No, she was better off in Tinderbox for now, where the memory of her father had garnered her one or two allies. She had a plan, and she’d stick to it.
A branch snapped behind her, yanking her out of her thoughts. Kate spun toward the sound.
“What are you doing out here in the rain? Christ, you’re soaked through.”
Will Crockett stood not two paces from her. How on earth had he crept up on her like that? Why, just a moment ago he’d been…
In the failing light, he took in her muddied garments and dripping hair. “Get back inside. It’s not safe out here.”
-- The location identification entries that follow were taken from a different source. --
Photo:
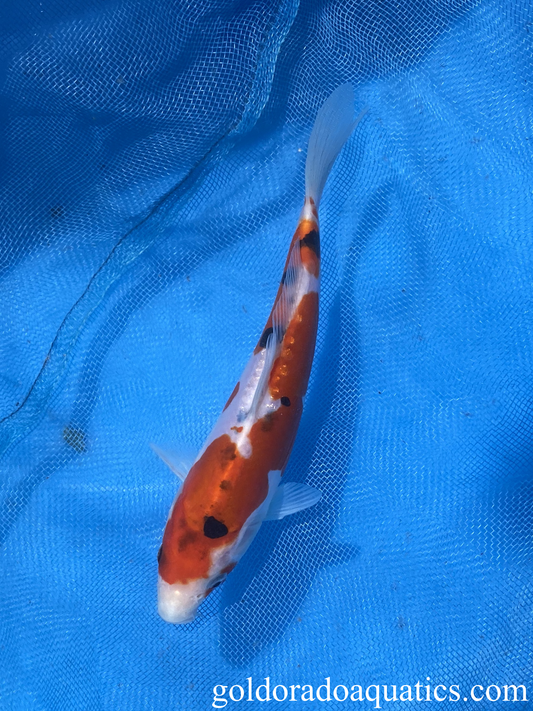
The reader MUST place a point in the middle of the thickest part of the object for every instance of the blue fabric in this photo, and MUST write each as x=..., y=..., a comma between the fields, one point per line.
x=152, y=173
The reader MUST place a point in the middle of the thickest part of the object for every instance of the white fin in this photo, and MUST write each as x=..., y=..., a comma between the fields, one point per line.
x=291, y=498
x=290, y=293
x=333, y=125
x=271, y=351
x=179, y=461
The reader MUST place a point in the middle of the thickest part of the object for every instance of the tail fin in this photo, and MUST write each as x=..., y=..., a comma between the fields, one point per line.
x=333, y=126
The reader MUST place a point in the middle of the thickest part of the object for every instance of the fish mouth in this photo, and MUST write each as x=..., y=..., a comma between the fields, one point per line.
x=178, y=603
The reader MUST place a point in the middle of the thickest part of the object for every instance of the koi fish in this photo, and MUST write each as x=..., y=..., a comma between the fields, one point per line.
x=234, y=482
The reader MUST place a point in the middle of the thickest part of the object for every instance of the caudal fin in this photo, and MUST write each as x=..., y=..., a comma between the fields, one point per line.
x=333, y=126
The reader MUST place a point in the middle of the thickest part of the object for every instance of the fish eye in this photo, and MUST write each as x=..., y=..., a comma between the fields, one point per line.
x=213, y=528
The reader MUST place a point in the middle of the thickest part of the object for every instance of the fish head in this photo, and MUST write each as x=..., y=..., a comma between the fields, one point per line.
x=178, y=603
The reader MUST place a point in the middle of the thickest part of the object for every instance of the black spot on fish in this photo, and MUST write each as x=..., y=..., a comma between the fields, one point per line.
x=214, y=528
x=265, y=335
x=312, y=240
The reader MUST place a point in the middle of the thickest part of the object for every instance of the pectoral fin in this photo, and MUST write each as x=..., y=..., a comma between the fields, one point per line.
x=180, y=461
x=291, y=498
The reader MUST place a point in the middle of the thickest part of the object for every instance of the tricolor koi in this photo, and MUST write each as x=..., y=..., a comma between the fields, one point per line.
x=234, y=484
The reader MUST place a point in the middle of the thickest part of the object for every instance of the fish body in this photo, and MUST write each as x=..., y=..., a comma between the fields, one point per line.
x=234, y=483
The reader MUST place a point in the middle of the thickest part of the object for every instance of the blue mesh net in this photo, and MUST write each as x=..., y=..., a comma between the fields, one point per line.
x=153, y=158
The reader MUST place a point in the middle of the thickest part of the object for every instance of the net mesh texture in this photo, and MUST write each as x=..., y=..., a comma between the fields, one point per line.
x=152, y=162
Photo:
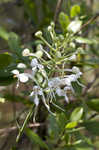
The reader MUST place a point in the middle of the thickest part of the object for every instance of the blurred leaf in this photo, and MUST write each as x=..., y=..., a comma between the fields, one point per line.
x=64, y=21
x=53, y=128
x=85, y=40
x=83, y=146
x=72, y=124
x=14, y=43
x=16, y=98
x=77, y=88
x=5, y=60
x=5, y=81
x=4, y=34
x=74, y=26
x=75, y=10
x=93, y=104
x=2, y=100
x=31, y=10
x=76, y=114
x=92, y=127
x=35, y=138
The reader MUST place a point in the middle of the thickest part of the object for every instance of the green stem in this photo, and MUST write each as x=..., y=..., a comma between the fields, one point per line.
x=24, y=124
x=48, y=44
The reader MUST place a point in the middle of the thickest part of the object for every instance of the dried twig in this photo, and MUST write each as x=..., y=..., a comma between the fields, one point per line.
x=10, y=129
x=87, y=23
x=58, y=7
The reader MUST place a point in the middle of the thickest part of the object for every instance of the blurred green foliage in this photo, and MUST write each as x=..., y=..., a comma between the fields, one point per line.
x=74, y=128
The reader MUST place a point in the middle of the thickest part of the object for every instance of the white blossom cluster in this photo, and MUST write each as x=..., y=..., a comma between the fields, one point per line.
x=51, y=86
x=55, y=86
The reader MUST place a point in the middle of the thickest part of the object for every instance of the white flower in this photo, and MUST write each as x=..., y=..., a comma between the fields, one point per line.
x=54, y=82
x=36, y=92
x=62, y=92
x=50, y=28
x=26, y=52
x=75, y=70
x=34, y=62
x=38, y=34
x=22, y=77
x=72, y=58
x=21, y=65
x=74, y=26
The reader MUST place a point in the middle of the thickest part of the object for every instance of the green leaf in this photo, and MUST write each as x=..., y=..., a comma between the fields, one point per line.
x=5, y=60
x=72, y=124
x=64, y=21
x=85, y=40
x=76, y=114
x=35, y=138
x=93, y=104
x=75, y=10
x=92, y=127
x=83, y=146
x=4, y=34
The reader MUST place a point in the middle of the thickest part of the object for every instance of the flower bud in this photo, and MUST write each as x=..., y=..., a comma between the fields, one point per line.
x=49, y=28
x=38, y=34
x=26, y=52
x=53, y=24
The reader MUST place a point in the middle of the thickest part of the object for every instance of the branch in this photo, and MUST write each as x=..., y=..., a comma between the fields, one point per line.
x=10, y=129
x=58, y=7
x=87, y=23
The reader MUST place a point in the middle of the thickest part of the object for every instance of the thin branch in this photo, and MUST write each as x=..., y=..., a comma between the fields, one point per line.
x=11, y=129
x=87, y=23
x=58, y=7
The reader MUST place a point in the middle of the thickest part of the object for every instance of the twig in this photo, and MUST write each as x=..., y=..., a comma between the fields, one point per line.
x=87, y=23
x=10, y=129
x=58, y=7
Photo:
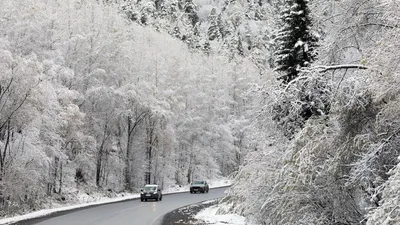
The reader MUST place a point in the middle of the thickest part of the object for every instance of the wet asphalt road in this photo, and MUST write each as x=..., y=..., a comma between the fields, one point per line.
x=132, y=212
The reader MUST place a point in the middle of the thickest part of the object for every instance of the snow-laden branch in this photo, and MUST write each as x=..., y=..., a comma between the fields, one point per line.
x=339, y=67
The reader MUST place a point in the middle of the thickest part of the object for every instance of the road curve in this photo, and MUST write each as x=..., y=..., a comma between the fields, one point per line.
x=132, y=212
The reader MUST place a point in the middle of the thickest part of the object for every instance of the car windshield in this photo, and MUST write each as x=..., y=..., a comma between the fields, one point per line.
x=198, y=182
x=150, y=188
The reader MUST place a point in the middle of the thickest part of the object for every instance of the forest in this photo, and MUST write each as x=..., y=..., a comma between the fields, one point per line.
x=297, y=101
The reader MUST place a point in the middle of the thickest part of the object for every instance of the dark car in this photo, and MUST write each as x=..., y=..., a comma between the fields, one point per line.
x=151, y=191
x=199, y=186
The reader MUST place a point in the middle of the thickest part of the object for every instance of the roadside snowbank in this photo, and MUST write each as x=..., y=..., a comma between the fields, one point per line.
x=209, y=216
x=102, y=200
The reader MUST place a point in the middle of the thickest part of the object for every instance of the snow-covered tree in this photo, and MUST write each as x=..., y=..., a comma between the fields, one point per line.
x=295, y=41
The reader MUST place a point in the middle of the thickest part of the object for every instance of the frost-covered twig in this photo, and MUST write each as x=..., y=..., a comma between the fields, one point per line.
x=339, y=67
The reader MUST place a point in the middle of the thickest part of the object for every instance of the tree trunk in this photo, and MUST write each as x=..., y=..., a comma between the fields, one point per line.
x=128, y=156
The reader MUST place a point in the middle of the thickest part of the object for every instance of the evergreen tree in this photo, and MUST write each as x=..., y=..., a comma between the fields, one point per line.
x=295, y=42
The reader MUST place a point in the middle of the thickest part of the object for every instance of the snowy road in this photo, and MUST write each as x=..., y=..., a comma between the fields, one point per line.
x=132, y=212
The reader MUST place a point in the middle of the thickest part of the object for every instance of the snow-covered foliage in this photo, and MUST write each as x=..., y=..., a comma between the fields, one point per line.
x=233, y=28
x=295, y=41
x=91, y=100
x=341, y=165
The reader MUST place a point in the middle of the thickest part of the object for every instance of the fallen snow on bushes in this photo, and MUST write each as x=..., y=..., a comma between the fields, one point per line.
x=209, y=216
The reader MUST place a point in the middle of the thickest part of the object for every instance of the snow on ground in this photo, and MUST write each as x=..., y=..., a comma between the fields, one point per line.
x=90, y=200
x=209, y=216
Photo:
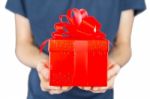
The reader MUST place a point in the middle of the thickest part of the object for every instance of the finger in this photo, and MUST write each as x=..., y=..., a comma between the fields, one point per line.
x=99, y=90
x=55, y=87
x=96, y=88
x=44, y=86
x=113, y=71
x=111, y=83
x=87, y=88
x=55, y=91
x=110, y=63
x=80, y=87
x=65, y=88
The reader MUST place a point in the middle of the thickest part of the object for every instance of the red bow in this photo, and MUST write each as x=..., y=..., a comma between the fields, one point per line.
x=78, y=26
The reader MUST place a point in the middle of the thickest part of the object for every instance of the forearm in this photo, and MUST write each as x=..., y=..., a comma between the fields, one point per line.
x=121, y=53
x=29, y=54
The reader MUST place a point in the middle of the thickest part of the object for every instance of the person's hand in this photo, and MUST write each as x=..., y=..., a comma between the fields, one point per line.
x=43, y=72
x=113, y=70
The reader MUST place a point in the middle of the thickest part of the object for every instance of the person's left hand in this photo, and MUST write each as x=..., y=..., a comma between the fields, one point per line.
x=113, y=70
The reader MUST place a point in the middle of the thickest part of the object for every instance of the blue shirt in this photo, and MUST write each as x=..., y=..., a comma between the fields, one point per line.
x=43, y=14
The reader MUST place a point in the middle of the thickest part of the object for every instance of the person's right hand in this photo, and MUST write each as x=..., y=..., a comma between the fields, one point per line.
x=43, y=72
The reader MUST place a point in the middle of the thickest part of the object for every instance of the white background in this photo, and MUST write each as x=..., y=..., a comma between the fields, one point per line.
x=133, y=82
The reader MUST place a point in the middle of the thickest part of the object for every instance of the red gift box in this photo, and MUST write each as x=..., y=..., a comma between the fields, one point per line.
x=78, y=51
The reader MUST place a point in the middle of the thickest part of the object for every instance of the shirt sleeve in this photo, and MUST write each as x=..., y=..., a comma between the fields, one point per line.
x=16, y=6
x=137, y=5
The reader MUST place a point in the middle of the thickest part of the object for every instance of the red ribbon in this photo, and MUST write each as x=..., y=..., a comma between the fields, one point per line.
x=78, y=26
She ignored his command, wrapped her sopping shawl tight around her and started for his dying fire. She might as well get this over with.
“You should be at Vickery’s.” He offered her his oiled buckskin, as if it were a nuisance to do so. She took it and met his gaze.
“He gave you a bed for the night, didn’t he?”
“Aye, he did.”
Mr. Vickery had been more than gracious. He hadn’t felt it was safe for her to stay alone in her father’s cabin, and though his wife was away for a fortnight, he didn’t think it improper for Kate to stay under his roof for one night. After all, he was her father’s solicitor, a man Liam Dennington had trusted. Kate would trust him, too. What choice did she have?
“Go back to Ireland, Miss Dennington. Tinderbox is no place for a woman alone. A woman like you.”
Like her? Just what did he think she was like? She agreed with his advice, but for reasons she was certain were different from his. In any case, Will Crockett was in for a surprise.
“I intend to go back, as soon as I might.”
“Good.”
“But there is something you must do for me, first.”
“Me?” He looked at her, his dark eyes shining in the firelight. They were browne
r than she remembered. That afternoon in the store they’d seemed black as coal.
She made herself hold his gaze.
“Your father was my friend. I’ll do what I can, but I’m leaving town tomorrow and don’t plan on ever coming back.”
As if of their own accord, his eyes washed over her body. He looked away abruptly, embarrassed, it seemed. It was the third time that day she’d caught him looking at her that way.
She pulled the buckskin tighter, conscious of her wet dress clinging to her, outlining her hips and legs. “That’s exactly why it must be you, Mr. Crockett. You and no other.”
He turned toward her, then, and narrowed his eyes. They were black again. Black as a Dublin night in Liffey Quay. “What exactly is it you want, Miss Dennington?”
She’d likely burn in hell for what she was about to propose, but she mustered her courage and did it anyway.
“I want you to marry me.”
Chapter Three
He was the only man in Tinderbox who would have refused her. But refuse her he did, and sent Kate Dennington off to Vickery’s for the night.
A few hours’ restless sleep under a dead oak in a driving rain hadn’t made Will feel any better about his decision. And now, in the light of day, it seemed damned stupid of him.
He’d had the exact same idea, hadn’t he? To marry her for profit—his and hers. So when she’d proposed the deal, why hadn’t he just said yes? He knew why. Because her doing the asking had rubbed him the wrong way.
The moment the offer had left her lips, she’d transformed herself in his mind from a hardworking Irishman’s daughter in need of help to one Sherrilyn Rogers Browning, conniving Philadelphia socialite. Kate had cast him an honest, hopeful smile, but all he’d seen was Sherrilyn’s mercenary little smirk.
“Crockett, you’re an idiot.” He shook out his oiled buckskin and rolled it into a bundle.
This wasn’t Philadelphia, and Dennington’s daughter wasn’t a compliant pawn in one of his father’s latest business deals. That chapter in his life was over. Finished.